Utilizing Large Language Models for Machine Learning Explainability
Alexandros Vassiliades, Nikolaos Polatidis, Stamatios Samaras, Sotiris Diplaris, Ignacio Cabrera Martin, Yannis Manolopoulos, Stefanos Vrochidis, Ioannis Kompatsiaris
TL;DR
This study investigates whether large language models (LLMs) can autonomously generate ML pipelines that are both effective and explainable. It prompts three LLMs to produce training pipelines for four classifiers on two tasks (binary driver alertness and multilabel yeast localization) and evaluates performance alongside SHAP-based explanations. Results show near-perfect performance on the binary task with highly faithful and concise SHAP explanations, while multilabel results are more varying in accuracy but still exhibit faithful explanations with moderate sparsity; Claude and DeepSeek often outperform GPT in multilabel settings. The findings suggest LLM-driven pipeline generation can yield interpretable AI solutions, though limitations include reliance on SHAP as the sole explainability metric and variability introduced by prompting, indicating avenues for broader tasks and causal/fairness-aware evaluation.
Abstract
This study explores the explainability capabilities of large language models (LLMs), when employed to autonomously generate machine learning (ML) solutions. We examine two classification tasks: (i) a binary classification problem focused on predicting driver alertness states, and (ii) a multilabel classification problem based on the yeast dataset.

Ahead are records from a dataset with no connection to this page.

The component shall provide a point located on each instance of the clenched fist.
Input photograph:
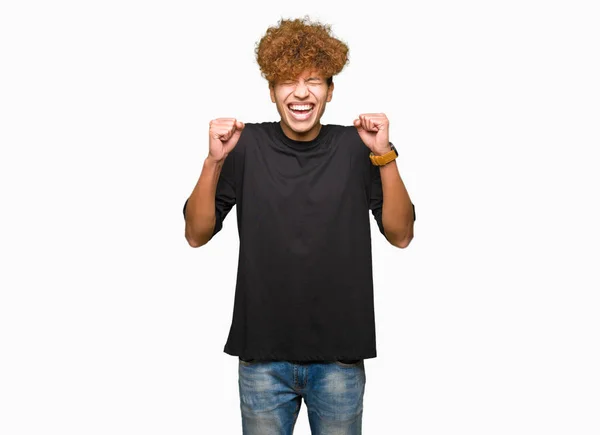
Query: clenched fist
(373, 129)
(223, 137)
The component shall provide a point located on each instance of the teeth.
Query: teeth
(300, 107)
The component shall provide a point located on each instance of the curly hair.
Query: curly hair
(294, 46)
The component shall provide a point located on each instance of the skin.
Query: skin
(309, 88)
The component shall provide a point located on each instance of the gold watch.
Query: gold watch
(384, 159)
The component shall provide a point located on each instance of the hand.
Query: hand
(223, 134)
(373, 129)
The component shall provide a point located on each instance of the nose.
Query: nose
(301, 90)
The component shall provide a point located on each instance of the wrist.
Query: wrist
(211, 161)
(382, 150)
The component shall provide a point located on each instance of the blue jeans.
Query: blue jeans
(271, 394)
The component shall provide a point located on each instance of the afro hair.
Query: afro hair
(295, 46)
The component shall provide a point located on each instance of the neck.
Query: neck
(302, 136)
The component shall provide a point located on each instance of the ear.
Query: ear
(272, 92)
(330, 92)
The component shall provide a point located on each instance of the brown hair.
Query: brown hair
(294, 46)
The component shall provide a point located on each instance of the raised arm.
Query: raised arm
(200, 210)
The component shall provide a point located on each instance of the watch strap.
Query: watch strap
(384, 159)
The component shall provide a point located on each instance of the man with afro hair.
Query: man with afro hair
(303, 318)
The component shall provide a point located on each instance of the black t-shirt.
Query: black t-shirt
(304, 288)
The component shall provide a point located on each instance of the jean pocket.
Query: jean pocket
(349, 363)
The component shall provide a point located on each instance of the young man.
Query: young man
(303, 317)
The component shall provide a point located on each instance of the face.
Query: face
(301, 103)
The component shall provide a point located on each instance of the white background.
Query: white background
(488, 323)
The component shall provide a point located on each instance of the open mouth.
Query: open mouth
(301, 112)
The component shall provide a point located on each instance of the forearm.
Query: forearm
(397, 210)
(200, 211)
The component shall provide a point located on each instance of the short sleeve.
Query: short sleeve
(225, 193)
(376, 201)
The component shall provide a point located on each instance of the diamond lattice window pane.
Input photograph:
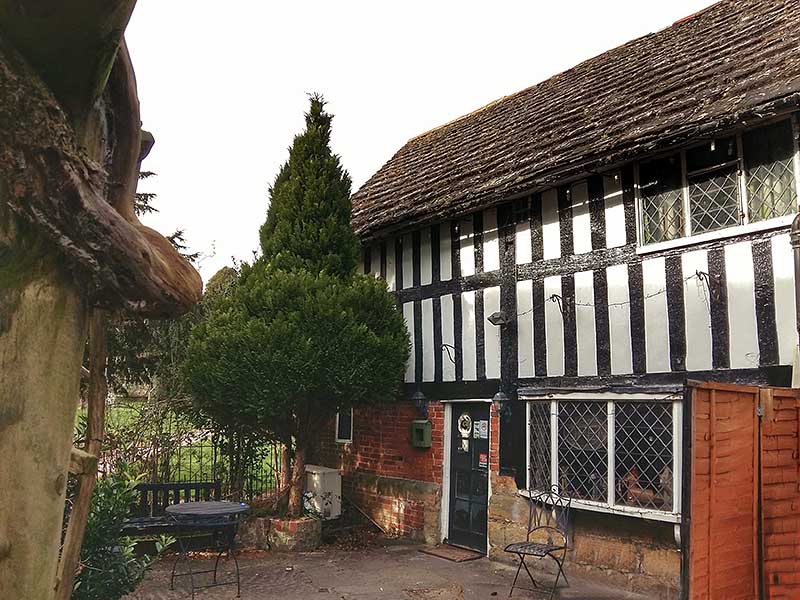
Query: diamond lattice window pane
(662, 216)
(768, 161)
(583, 450)
(771, 190)
(662, 199)
(714, 200)
(540, 446)
(643, 455)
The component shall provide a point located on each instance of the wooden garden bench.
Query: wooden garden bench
(148, 517)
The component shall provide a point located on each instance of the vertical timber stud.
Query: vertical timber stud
(512, 427)
(795, 240)
(686, 493)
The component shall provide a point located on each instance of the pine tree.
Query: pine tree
(300, 335)
(308, 221)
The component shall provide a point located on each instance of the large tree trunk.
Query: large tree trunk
(95, 431)
(42, 332)
(298, 481)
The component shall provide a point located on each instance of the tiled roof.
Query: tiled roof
(734, 61)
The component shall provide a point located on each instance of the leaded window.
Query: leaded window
(662, 199)
(723, 182)
(609, 455)
(769, 169)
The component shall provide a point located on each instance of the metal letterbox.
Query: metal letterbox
(421, 433)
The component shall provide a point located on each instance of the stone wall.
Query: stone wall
(395, 484)
(640, 555)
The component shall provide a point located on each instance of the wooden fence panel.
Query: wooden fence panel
(745, 493)
(780, 493)
(724, 503)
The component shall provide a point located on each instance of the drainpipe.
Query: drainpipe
(795, 240)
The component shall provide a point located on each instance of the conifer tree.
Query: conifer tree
(308, 221)
(300, 335)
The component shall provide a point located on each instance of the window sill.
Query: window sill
(720, 234)
(627, 511)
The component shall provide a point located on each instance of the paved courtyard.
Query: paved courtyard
(393, 572)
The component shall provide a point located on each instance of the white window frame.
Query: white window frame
(336, 431)
(673, 516)
(726, 232)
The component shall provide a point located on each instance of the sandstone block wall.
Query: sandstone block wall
(640, 555)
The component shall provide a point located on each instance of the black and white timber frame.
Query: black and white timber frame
(591, 307)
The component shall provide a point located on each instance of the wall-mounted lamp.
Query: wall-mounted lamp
(421, 402)
(498, 319)
(502, 403)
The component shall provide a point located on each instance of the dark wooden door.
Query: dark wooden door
(469, 476)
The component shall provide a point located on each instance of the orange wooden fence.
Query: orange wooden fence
(745, 500)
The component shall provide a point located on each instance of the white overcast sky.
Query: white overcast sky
(223, 86)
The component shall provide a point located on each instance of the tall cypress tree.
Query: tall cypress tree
(308, 221)
(301, 334)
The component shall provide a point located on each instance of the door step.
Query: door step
(452, 553)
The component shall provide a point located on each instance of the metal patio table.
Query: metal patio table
(217, 518)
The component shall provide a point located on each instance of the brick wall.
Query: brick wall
(397, 485)
(638, 555)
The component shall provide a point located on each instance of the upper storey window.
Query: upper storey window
(736, 180)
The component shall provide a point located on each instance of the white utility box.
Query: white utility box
(324, 491)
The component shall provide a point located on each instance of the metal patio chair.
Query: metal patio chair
(548, 522)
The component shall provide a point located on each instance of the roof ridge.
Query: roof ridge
(502, 99)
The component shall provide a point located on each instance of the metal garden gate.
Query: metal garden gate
(744, 493)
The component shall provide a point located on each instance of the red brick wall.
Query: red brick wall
(381, 444)
(396, 484)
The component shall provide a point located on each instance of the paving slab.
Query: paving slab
(393, 572)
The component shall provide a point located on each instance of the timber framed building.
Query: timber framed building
(626, 223)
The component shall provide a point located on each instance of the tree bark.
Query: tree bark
(298, 481)
(95, 430)
(286, 466)
(42, 332)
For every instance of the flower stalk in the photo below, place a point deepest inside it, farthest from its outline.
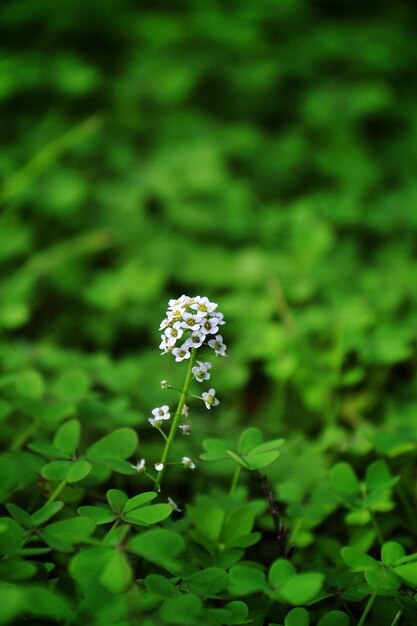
(177, 417)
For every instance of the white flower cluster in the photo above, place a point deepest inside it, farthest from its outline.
(190, 323)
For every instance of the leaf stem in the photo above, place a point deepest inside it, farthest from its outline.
(177, 417)
(397, 617)
(229, 500)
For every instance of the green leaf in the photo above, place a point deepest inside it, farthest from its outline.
(258, 461)
(161, 586)
(117, 500)
(244, 541)
(57, 470)
(30, 384)
(55, 542)
(98, 514)
(139, 500)
(302, 588)
(88, 564)
(148, 514)
(391, 553)
(46, 512)
(159, 546)
(281, 571)
(240, 523)
(120, 444)
(72, 530)
(237, 459)
(48, 450)
(343, 479)
(249, 439)
(72, 385)
(117, 574)
(13, 570)
(11, 535)
(68, 436)
(245, 580)
(234, 612)
(216, 449)
(358, 561)
(407, 572)
(297, 617)
(184, 609)
(79, 470)
(208, 520)
(268, 446)
(207, 582)
(334, 618)
(10, 602)
(42, 602)
(18, 514)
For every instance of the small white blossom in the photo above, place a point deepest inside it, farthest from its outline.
(188, 463)
(209, 398)
(191, 321)
(219, 318)
(173, 333)
(203, 305)
(197, 339)
(155, 422)
(161, 412)
(201, 371)
(140, 466)
(181, 354)
(173, 505)
(186, 429)
(218, 346)
(210, 326)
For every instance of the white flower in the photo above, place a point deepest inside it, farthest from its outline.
(155, 423)
(164, 345)
(210, 325)
(162, 412)
(173, 505)
(140, 466)
(209, 398)
(204, 305)
(219, 317)
(197, 339)
(191, 321)
(173, 333)
(201, 371)
(181, 354)
(218, 345)
(188, 463)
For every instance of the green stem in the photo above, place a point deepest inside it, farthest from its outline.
(177, 417)
(370, 602)
(229, 500)
(57, 491)
(397, 618)
(407, 506)
(377, 528)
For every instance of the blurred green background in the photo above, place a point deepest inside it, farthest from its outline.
(262, 154)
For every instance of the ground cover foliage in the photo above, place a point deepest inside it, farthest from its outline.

Three state-of-the-art LLMs (i.e. OpenAI GPT, Anthropic Claude, and DeepSeek) are prompted to design training pipelines for four common classifiers: Random Forest, XGBoost, Multilayer Perceptron, and Long Short-Term Memory networks. The generated models are evaluated in terms of predictive performance (recall, precision, and F1-score) and explainability using SHAP (SHapley Additive exPlanations). Specifically, we measure Average SHAP Fidelity (Mean Squared Error between SHAP approximations and model outputs) and Average SHAP Sparsity (number of features deemed influential). The results reveal that LLMs are capable of producing effective and interpretable models, achieving high fidelity and consistent sparsity, highlighting their potential as automated tools for interpretable ML pipeline generation. The results show that LLMs can produce effective, interpretable pipelines with high fidelity and consistent sparsity, closely matching manually engineered baselines.